Squid Game's 2021 Netflix launch — a Korean-language production that became the platform's most-watched series ever — is the cultural moment most-often cited for this shift. Subtitled content is no longer a barrier for the audience the Academy now contains.

4. The argument against treating this as a settled trend

It would be premature to read Parasite as the start of a continuous trend. The 2020 ceremony was a watershed moment, but the subsequent years have been more uneven. CODA (2021) won Best Picture as a mostly-English film with significant ASL content — a meaningful diversity win, but not, strictly speaking, a non-English-language win. Drive My Car was nominated in 2021 but did not win. All Quiet on the Western Front won Best International Feature in 2022 but lost Best Picture to Everything Everywhere All at Once. The Zone of Interest won Best International Feature in 2023 but lost Best Picture to Oppenheimer.

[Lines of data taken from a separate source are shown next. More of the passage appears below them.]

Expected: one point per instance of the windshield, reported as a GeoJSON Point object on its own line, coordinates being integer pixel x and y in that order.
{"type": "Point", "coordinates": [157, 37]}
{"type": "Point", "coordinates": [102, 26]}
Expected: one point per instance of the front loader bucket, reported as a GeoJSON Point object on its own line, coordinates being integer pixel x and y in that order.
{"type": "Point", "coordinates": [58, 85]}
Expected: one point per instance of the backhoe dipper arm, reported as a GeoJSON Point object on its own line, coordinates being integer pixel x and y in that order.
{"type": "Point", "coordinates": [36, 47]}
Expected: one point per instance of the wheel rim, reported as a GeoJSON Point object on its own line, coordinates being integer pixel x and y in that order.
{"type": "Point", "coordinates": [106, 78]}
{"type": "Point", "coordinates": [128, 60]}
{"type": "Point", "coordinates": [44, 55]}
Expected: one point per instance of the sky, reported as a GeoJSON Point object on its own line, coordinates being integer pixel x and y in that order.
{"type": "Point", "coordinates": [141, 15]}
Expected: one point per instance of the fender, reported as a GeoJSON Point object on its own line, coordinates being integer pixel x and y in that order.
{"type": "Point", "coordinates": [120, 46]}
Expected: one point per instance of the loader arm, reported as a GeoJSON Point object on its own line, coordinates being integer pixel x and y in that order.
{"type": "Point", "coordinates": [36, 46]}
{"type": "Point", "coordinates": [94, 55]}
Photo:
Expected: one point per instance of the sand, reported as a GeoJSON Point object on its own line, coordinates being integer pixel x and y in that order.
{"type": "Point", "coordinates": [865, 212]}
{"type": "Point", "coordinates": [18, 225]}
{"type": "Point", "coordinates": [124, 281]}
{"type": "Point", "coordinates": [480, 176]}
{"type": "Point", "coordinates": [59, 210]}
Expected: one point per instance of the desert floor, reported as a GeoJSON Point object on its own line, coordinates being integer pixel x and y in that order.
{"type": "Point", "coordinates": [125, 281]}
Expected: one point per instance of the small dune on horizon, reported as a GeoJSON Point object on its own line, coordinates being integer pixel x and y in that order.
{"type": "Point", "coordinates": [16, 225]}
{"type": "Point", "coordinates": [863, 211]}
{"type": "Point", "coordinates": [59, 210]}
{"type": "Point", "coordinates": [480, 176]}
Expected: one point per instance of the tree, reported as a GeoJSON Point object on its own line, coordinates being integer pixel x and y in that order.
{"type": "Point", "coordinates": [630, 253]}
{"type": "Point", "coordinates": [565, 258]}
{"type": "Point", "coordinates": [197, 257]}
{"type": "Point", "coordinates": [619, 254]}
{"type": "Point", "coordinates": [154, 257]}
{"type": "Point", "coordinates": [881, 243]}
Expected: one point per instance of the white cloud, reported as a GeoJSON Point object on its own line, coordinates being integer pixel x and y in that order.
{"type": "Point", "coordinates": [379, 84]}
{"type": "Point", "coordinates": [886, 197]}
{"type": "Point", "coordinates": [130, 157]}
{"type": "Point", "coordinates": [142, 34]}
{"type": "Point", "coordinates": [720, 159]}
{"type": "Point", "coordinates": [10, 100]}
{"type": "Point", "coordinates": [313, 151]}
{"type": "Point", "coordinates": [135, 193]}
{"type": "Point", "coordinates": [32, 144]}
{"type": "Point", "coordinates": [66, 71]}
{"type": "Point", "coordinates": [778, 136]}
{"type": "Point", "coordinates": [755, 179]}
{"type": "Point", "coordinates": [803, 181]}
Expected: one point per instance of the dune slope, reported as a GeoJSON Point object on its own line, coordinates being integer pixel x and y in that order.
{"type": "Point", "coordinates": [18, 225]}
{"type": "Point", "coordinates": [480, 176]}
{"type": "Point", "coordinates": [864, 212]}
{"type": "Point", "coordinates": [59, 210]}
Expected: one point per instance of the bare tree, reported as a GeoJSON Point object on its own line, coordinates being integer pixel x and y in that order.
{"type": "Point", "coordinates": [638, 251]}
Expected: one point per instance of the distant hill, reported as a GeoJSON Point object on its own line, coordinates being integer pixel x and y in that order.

The pattern, then, is that non-English-language films are now plausibly competitive in the Best Picture race — they get nominated, they sometimes win technical categories — but only one has actually won the top prize since 2020. Whether this is the beginning of a slow normalisation or whether Parasite was a one-off remains an open question. The next decade will tell.

5. What the future Academy looks like

If the structural changes hold, the Academy of 2030 will be more international, younger, and more attuned to non-Hollywood cinema than the Academy of 2010. The combination of expanding international membership and the streaming-distribution infrastructure makes it likely that a non-English-language Best Picture winner will become a regular occurrence rather than an exceptional one.

This will, in turn, shape which films get financed. International filmmakers who can plausibly produce in their own language for global distribution will find their projects easier to fund. The shift will probably benefit non-American directors (Bong, Hamaguchi, Hirokazu Kore-eda, Almodóvar, Sciamma) and the territories that produce serious adult cinema at scale (South Korea, Japan, France, Germany, Spain, Iran, Mexico).

What it will not do, automatically, is change Hollywood. The studios in Los Angeles are still primarily English-language operations with American audience expectations. The Academy's voting body has changed faster than the industry it serves. The decade ahead is likely to be one in which the gap between what the Academy honours and what the studios produce widens significantly. That is also, in its own way, an argument against complacency. The change is real. The economic system that produced ninety-one years of English-language Best Picture winners has not, itself, fundamentally changed yet.